Vous réinventez un engagement social?

Nous ne sommes pas des militants. Mais chacun devrait être engagé dans son travail, plutôt que de militer de manière séparée, dans un parti, le dimanche. Notre engagement passe par les réseaux sociaux. Nous avons élargi l’usage de l’architecture mobile d’après séisme, Room-Room, aux catastrophes sociales en France ou ailleurs. Car nous avions travaillé avec les Don Quichotte au moment où les SDF occupaient le canal Saint-Martin à Paris, et observé la non protection des tentes Quechua. Montée sur deux roues, en bois, sécurisant, notre petite roulotte permet d’adopter trois positions: couchée, assise, debout. Cet habitat d’urgence pourrait être connecté dans la ville à des services sociaux. Nous prônons une utopie réalisable, on doit pouvoir faire l’impensable.

Le  travail collectif, c’est aussi une conviction?

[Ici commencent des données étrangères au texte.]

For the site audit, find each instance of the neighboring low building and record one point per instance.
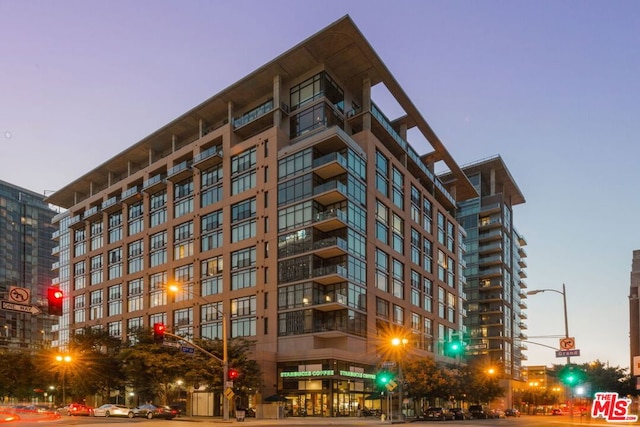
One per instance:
(26, 256)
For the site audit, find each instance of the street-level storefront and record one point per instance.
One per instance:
(329, 389)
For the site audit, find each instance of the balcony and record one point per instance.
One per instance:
(330, 274)
(179, 172)
(332, 303)
(490, 208)
(330, 165)
(330, 192)
(111, 205)
(330, 219)
(490, 272)
(495, 234)
(330, 247)
(154, 183)
(92, 213)
(490, 248)
(385, 131)
(209, 157)
(487, 261)
(256, 120)
(76, 222)
(489, 223)
(130, 193)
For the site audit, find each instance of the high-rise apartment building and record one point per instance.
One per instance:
(291, 204)
(26, 256)
(494, 270)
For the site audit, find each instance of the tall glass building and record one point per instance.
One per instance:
(27, 255)
(291, 205)
(495, 272)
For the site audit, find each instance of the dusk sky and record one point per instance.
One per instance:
(551, 86)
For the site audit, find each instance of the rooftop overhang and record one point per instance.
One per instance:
(340, 47)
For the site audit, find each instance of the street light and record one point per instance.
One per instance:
(564, 300)
(65, 360)
(225, 352)
(397, 343)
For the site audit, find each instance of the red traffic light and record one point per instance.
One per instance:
(233, 374)
(158, 332)
(54, 300)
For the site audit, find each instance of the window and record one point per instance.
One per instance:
(136, 218)
(183, 240)
(158, 213)
(115, 227)
(183, 197)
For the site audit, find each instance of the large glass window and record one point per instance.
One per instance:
(320, 85)
(136, 218)
(158, 212)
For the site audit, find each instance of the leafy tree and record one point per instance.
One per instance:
(18, 373)
(151, 368)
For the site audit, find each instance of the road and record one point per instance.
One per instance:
(524, 421)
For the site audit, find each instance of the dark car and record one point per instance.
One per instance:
(480, 412)
(438, 413)
(460, 414)
(79, 409)
(512, 412)
(155, 411)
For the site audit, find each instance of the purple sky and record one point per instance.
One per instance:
(551, 86)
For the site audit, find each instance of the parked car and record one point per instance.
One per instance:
(512, 412)
(480, 412)
(79, 409)
(111, 410)
(460, 414)
(438, 413)
(155, 411)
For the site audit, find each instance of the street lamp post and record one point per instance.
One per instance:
(225, 354)
(564, 300)
(64, 360)
(399, 342)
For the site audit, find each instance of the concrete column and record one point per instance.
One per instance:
(366, 103)
(277, 114)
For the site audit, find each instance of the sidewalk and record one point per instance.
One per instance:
(371, 421)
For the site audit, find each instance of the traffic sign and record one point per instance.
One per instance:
(172, 344)
(567, 343)
(568, 353)
(391, 385)
(20, 308)
(187, 349)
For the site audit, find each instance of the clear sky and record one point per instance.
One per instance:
(552, 86)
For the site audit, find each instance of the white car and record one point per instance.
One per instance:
(111, 410)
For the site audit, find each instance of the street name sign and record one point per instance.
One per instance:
(20, 308)
(568, 353)
(187, 349)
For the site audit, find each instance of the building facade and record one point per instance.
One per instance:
(26, 256)
(495, 271)
(292, 205)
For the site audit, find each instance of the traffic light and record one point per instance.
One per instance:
(571, 375)
(233, 374)
(54, 297)
(158, 332)
(453, 348)
(383, 378)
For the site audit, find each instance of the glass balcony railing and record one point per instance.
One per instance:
(413, 155)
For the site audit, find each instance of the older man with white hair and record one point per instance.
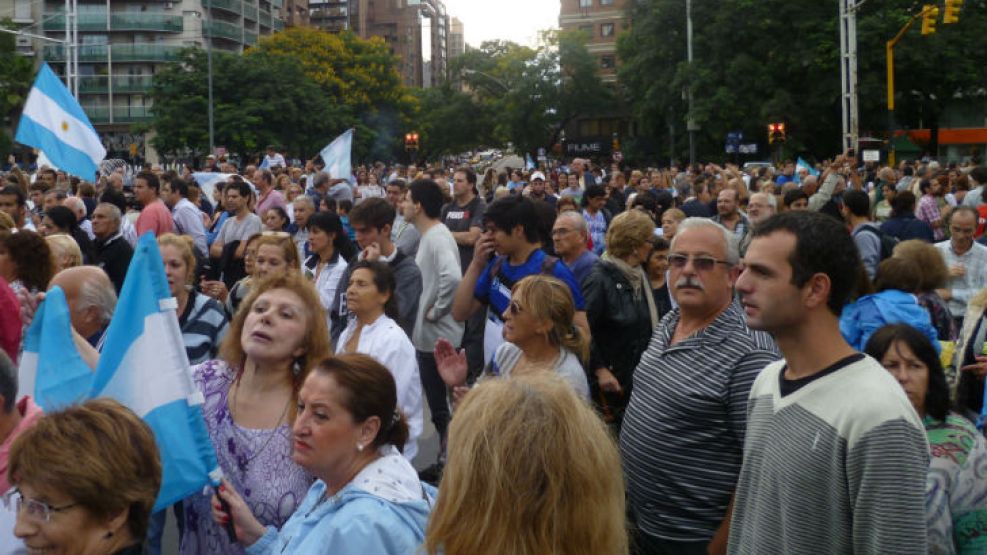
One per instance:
(569, 236)
(683, 433)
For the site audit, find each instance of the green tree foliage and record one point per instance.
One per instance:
(530, 94)
(451, 122)
(358, 76)
(257, 101)
(16, 77)
(763, 60)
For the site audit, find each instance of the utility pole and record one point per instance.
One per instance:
(848, 72)
(690, 123)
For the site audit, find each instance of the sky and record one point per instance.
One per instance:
(514, 20)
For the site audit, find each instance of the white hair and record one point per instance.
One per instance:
(730, 242)
(99, 293)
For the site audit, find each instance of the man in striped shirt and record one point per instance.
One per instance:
(835, 456)
(683, 431)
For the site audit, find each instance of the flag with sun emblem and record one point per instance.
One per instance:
(54, 123)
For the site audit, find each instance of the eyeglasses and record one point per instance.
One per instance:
(700, 263)
(36, 510)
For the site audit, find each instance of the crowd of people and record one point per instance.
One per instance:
(697, 359)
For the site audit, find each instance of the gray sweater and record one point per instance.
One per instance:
(438, 260)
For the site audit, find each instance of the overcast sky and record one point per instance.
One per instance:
(515, 20)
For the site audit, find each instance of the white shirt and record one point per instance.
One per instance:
(387, 343)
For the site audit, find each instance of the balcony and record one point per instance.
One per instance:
(96, 21)
(122, 84)
(223, 30)
(232, 6)
(121, 53)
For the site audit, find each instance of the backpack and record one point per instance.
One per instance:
(888, 242)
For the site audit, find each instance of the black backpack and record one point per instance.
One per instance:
(888, 242)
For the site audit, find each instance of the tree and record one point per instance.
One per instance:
(257, 101)
(451, 122)
(533, 93)
(358, 75)
(16, 77)
(763, 60)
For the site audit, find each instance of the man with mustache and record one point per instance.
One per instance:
(683, 433)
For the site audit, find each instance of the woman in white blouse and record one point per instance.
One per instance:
(373, 331)
(331, 248)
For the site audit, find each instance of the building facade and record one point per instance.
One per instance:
(417, 31)
(601, 21)
(123, 42)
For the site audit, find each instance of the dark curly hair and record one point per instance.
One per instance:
(30, 254)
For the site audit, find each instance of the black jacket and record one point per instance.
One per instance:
(619, 322)
(113, 256)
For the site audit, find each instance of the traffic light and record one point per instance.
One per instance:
(952, 14)
(930, 14)
(776, 133)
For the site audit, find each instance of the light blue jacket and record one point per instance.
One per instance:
(352, 522)
(869, 313)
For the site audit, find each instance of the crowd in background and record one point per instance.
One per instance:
(694, 359)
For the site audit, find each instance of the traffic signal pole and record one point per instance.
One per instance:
(928, 13)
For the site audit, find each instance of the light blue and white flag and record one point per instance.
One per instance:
(51, 368)
(144, 366)
(53, 122)
(337, 156)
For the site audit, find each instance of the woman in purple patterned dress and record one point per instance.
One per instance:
(250, 400)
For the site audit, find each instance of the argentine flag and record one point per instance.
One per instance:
(51, 368)
(53, 122)
(144, 366)
(337, 156)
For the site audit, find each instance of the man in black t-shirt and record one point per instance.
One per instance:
(464, 218)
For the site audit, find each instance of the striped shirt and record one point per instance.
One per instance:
(683, 431)
(836, 466)
(203, 326)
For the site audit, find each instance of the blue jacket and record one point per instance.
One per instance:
(352, 522)
(871, 312)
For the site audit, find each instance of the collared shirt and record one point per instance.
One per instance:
(683, 434)
(962, 288)
(386, 342)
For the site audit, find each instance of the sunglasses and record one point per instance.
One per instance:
(700, 263)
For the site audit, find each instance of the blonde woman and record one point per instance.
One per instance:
(487, 500)
(65, 251)
(539, 336)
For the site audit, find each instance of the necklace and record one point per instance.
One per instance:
(243, 440)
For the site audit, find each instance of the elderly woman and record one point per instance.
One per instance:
(621, 310)
(331, 249)
(202, 320)
(514, 437)
(250, 397)
(85, 480)
(934, 275)
(65, 251)
(373, 331)
(367, 498)
(539, 336)
(956, 492)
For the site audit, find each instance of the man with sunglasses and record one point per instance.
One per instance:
(683, 433)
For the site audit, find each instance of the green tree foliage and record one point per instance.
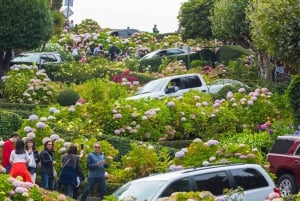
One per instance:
(275, 28)
(193, 18)
(229, 22)
(56, 4)
(24, 25)
(294, 98)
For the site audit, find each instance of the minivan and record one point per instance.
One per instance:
(254, 180)
(171, 86)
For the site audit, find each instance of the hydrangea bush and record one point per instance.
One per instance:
(27, 84)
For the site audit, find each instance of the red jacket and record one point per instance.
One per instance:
(8, 147)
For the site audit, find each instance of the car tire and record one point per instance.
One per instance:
(287, 185)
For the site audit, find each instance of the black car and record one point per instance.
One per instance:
(123, 33)
(37, 58)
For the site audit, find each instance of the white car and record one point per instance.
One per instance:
(217, 85)
(255, 181)
(165, 52)
(171, 86)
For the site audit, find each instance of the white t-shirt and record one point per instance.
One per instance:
(17, 158)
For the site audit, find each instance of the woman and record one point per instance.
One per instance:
(47, 166)
(70, 171)
(19, 159)
(34, 158)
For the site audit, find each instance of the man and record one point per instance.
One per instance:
(155, 30)
(8, 147)
(96, 172)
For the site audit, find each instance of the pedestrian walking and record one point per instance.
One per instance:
(70, 172)
(19, 159)
(47, 166)
(7, 148)
(96, 172)
(34, 158)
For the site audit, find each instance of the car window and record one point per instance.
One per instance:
(174, 51)
(50, 58)
(281, 146)
(152, 86)
(249, 178)
(191, 82)
(140, 190)
(214, 182)
(181, 185)
(297, 151)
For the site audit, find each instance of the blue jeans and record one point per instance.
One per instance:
(101, 188)
(47, 181)
(68, 189)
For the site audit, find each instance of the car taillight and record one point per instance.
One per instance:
(276, 190)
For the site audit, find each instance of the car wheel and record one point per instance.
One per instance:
(287, 185)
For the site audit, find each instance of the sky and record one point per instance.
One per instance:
(137, 14)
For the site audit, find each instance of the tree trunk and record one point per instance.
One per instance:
(264, 66)
(5, 57)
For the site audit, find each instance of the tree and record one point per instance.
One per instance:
(193, 19)
(24, 25)
(275, 28)
(229, 21)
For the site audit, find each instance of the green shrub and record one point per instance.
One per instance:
(9, 122)
(67, 97)
(228, 53)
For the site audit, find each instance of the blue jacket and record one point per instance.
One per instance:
(94, 169)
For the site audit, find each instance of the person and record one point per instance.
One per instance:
(33, 156)
(155, 30)
(96, 172)
(70, 171)
(99, 50)
(75, 51)
(114, 52)
(19, 159)
(8, 147)
(47, 166)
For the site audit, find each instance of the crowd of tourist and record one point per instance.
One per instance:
(20, 158)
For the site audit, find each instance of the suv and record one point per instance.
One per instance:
(171, 86)
(37, 58)
(284, 159)
(255, 181)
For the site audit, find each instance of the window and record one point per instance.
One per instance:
(181, 185)
(191, 82)
(249, 178)
(281, 146)
(214, 182)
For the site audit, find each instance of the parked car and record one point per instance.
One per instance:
(255, 181)
(217, 85)
(284, 159)
(165, 52)
(37, 58)
(123, 33)
(171, 86)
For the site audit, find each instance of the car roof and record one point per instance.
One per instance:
(190, 171)
(289, 137)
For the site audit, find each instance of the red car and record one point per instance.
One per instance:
(284, 159)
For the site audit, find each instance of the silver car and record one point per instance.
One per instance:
(255, 181)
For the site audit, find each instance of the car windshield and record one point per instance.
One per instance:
(150, 55)
(145, 190)
(152, 86)
(33, 58)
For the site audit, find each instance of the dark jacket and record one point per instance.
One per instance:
(46, 158)
(70, 170)
(37, 160)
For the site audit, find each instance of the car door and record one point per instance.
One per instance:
(180, 185)
(254, 183)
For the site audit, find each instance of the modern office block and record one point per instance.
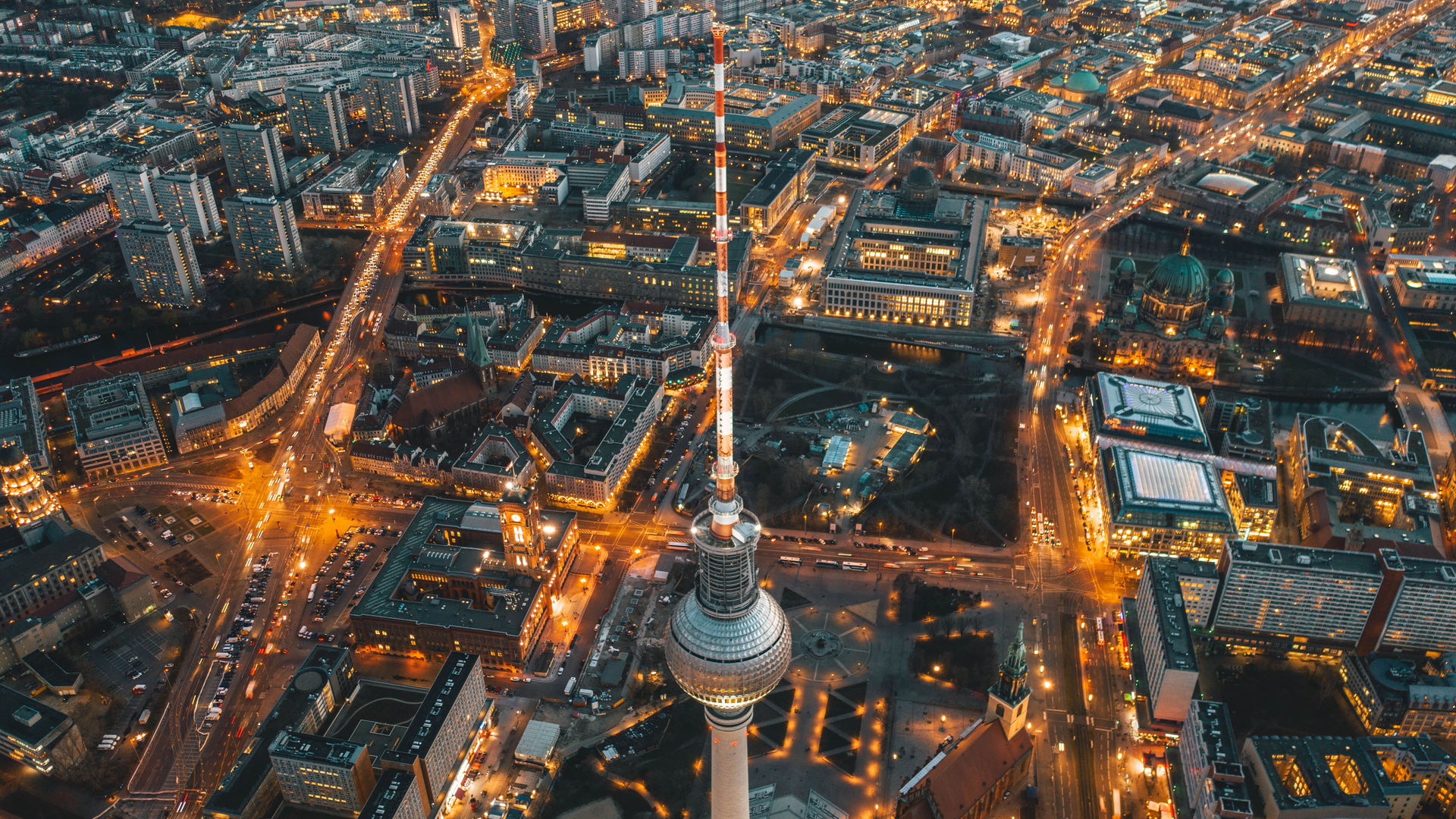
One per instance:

Concevoir et travailler à deux est déjà le fondement d’une attitude collective. Quand l’un dit noir, l’autre dit blanc, on doit trouver absolument un accord. Mais on ne fonctionne pas comme une grande famille. Pour une question donnée, selon les échelles et types de projet, on crée la meilleure équipe, on a une constellation de partenaires. Nous travaillons avec les agences G Studio, AAVP, les collectifs Exyst, Coloco. On participe au projet d’habitat social de Patrick Bouchain, le Grand Ensemble.

Quelles sont vos références ?

On lit plus la presse généraliste que la presse architecturale, nous sommes des généralistes, nous refusons la spécialisation. On lit les philosophe Patrick Viveret,  la journaliste critique Naomi Klein pour regarder autrement les catastrophes. On aime l’univers industriel ferroviaire, car les gares créent l’architecture des départs, des arrivées. On adore Buster Keaton, sa maison montée à l’envers, une erreur formidable. On se réfère à Buckminster Fuller, inventeur dans tous les domaines, à l’artiste Olafur Eliasson, à Johann Le Guillerm de la compagnie Cirque Ici, à Royal de Luxe.  A Droog Design, aux vides-greniers, au festival Burning Man dans le Nevada… On regarde les photos de châteaux d’eau de Bernd et Hilla Becher. Et on suit Patrick Bouchain, sa méthode, son parcours, son exploration des marges, son art d’être conteur.

Pourquoi  « Encore heureux »?

Pour dépasser l’addition de nos patronymes. « Encore heureux », c’est un désir de plus de bonheur et de plaisir dans nos engagements, dans nos méthodes et nos conditions de travail. Nous ne faisons pas la course aux 40 concours par an, on refuse les charrettes. On vit, on voyage beaucoup, on prend des week-ends. On se voit comme des metteurs en scène, heureux de concevoir pour les autres, avec les autres. L’architecte qui adopte une position de dessinateur dominateur nous insupporte. On doit pouvoir changer un dessin. Peu d’architectures, pourtant très correctes d’aujourd’hui, nous touchent, car elles transpirent les galères, la dureté du métier. Des étudiant à Londres nous ont demandé récemment si nous étions « Encore  heureux?». On a répondu qu’on ne voulait pas lâcher sur notre méthode. Mais on ne peut pas trop savoir, on va essayer de ne pas reproduire le modèle de la douleur.